How did the Philadelphia 76ers get the Mikal Bridges deal so wrong?
Mikal Bridges just got paid.
After turning in a breakout third season as a member of the Phoenix Suns, Bridges has just agreed to a four-year, $90 million contract extension that will keep him in the desert through the 2025-26 NBA season.
For Bridges, this is a really good contract at a very good number.
After somewhat platooning during his second season with the Suns, Bridges took his game up a notch starting alongside players like Devin Booker and Chris Paul, averaging 13.5 points and 4.3 rebounds in 32.6 minutes of action a night, while playing some excellent D and knocking down 42.5 percent of his 3s.
Needless to say, there isn’t a team in the NBA who couldn’t use Mikal Bridges on their roster, as he’s rapidly becoming the poster boy for a modern-day 3-and-D NBA wing… including the Philadelphia 76ers, who initially drafted Bridges 10th overall only to trade him away to the Phoenix Suns for Zhaire Smith and Miami’s 2021 first-round pick.
*sigh* Here we go again.
The Philadelphia 76ers will never get over trading Mikal Bridges.
When the Philadelphia 76ers drafted Mikal Bridges 10th overall in the 2018 NBA Draft, it felt too good to be true.
After turning in a very promising 2017-18 campaign highlighted by their first winning record since the lockout-shortened season in 2011-12, the Sixers secured the services of a young, ascending wing with deep ties to the Delaware Valley and a very impressive collegiate career.
Would he start at shooting guard next to Ben Simmons and Robert Covington? Or would the team kick RoCo to the four and use Dario Saric as a sixth man? Either way, this was a very good problem to have, especially since the thought of Jimmy Butler in a red, white, and blue uniform was still unfathomable.
Heck, one could make the argument that had the team still made the Butler trade, they wouldn’t have needed to then trade for Tobias Harris, as Bridges could have taken up that fifth starting spot that Wilson Chandler never quite ran away with. Considering Harris’ shooting woes during his initial run with the team, it certainly wouldn’t have been the worst thing to keep Landry Shamet and instead swapped out Chandler plus picks for a better-fitting piece alongside Bridges and company.
*sigh* but you know what they say about things that feel a bit too good to be true, right? They usually are.
Like 15 minutes after Bridges was announced as a member of the Sixers, interim GM Brett Brown rained on the City of Brotherly Love’s Mummers Parade – a tradition Bridges knows very well – and traded the Villanova great to Phoenix for the 16th overall pick in the 2021 NBA Draft and Miami’s unprotected first-round pick in 2021, a pick that eventually landed at 18th overall and was used by the OKC Thunder to select Tre Mann.
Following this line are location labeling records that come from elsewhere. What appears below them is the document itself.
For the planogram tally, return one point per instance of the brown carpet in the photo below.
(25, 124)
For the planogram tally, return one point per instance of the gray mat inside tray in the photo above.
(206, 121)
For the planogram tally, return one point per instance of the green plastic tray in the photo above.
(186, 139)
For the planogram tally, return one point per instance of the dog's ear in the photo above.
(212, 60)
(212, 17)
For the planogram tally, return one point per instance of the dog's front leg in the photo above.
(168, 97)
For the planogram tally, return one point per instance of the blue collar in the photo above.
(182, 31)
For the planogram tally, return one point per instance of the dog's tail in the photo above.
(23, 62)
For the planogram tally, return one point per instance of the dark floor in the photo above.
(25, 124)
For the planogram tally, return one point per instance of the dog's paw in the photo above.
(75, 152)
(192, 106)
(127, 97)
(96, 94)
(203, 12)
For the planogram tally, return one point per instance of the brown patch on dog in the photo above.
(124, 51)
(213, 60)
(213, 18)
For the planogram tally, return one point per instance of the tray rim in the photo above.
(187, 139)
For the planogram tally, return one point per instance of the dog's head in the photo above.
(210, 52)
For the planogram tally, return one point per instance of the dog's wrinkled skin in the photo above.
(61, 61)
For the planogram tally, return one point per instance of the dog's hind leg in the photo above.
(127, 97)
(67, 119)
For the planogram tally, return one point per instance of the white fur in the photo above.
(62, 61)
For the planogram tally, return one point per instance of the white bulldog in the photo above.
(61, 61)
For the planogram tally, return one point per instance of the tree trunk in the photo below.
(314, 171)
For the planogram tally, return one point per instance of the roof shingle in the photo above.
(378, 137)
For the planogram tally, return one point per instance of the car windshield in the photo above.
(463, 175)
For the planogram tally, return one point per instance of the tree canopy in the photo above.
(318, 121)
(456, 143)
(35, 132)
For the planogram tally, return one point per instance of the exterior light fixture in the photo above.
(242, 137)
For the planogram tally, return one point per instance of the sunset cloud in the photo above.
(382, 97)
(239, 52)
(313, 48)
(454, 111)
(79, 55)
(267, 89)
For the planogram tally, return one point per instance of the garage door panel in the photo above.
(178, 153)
And the rest, as they say, is history. Bridges balled out, Smith never quite looked comfortable at the NBA level, especially after his sesame seed allergic reaction, and the Sixers ultimately traded the pick they acquired from Phoenix along with Chandler, Shamet, Mike Muscala, their 2020 first-round pick (used on Saddiq Bey), and a pair of second-round picks to procure Harris, Boban Marjanovic, and Mike Scott from a Los Angeles Clippers team then-helmed by Doc Rivers.
I don’t want to put too much of that on Smith, as he didn’t ask to be drafted by a 50-plus win team or to almost die in their sted, but why on earth did said 50-win team think drafting a developmental shooting guard who played power forward in college was a good idea? Sure, their depth was decent enough heading into the 2018-19 NBA season, but Bridges was, is, and will forever be three years older than Smith and was far more ready to contribute to a professional team right out of the gate as a rookie, as the two players’ respective stat lines wholeheartedly proves.
Now, had Smith developed into the next Kawhi Leonard – albeit a very short Kawhi Leonard – would the Sixers have been kicking themselves for letting him pass by? Maybe so. Who knows, had the Suns not drafted him, perhaps he’d have fallen into the 20s, and Brett Brown could have clawed his way back into the first round to still secure his services, but to bet on projection when you already have a win-now team feels like a pretty big oversight, especially when the GM who made the deal is the guy tasked with coaching said team.
Sidebar: I know this might be premature, but I had similar feelings when the Sixers drafted Jaden Spring 28th overall despite more experienced/win-now players still being on the board. I hope I’m proven wrong, but right now, I don’t see how that one helps in 2021-22.
To put it as plainly as possible, Brett Brown got got. The Phoenix Suns saw an easy mark with no real front office experience and nabbed their guy off the promise of a young athletic guard and the hope that the 2021 NBA Draft would both feature a bad Miami Heat team and high schoolers. Instead, the Philadelphia 76ers got a guard who played 111 minutes as a rookie, no help with their backcourt defensive problems and a pick they flipped a few months later alongside one of their better young contributors for Tobias Harris. All in all, not great.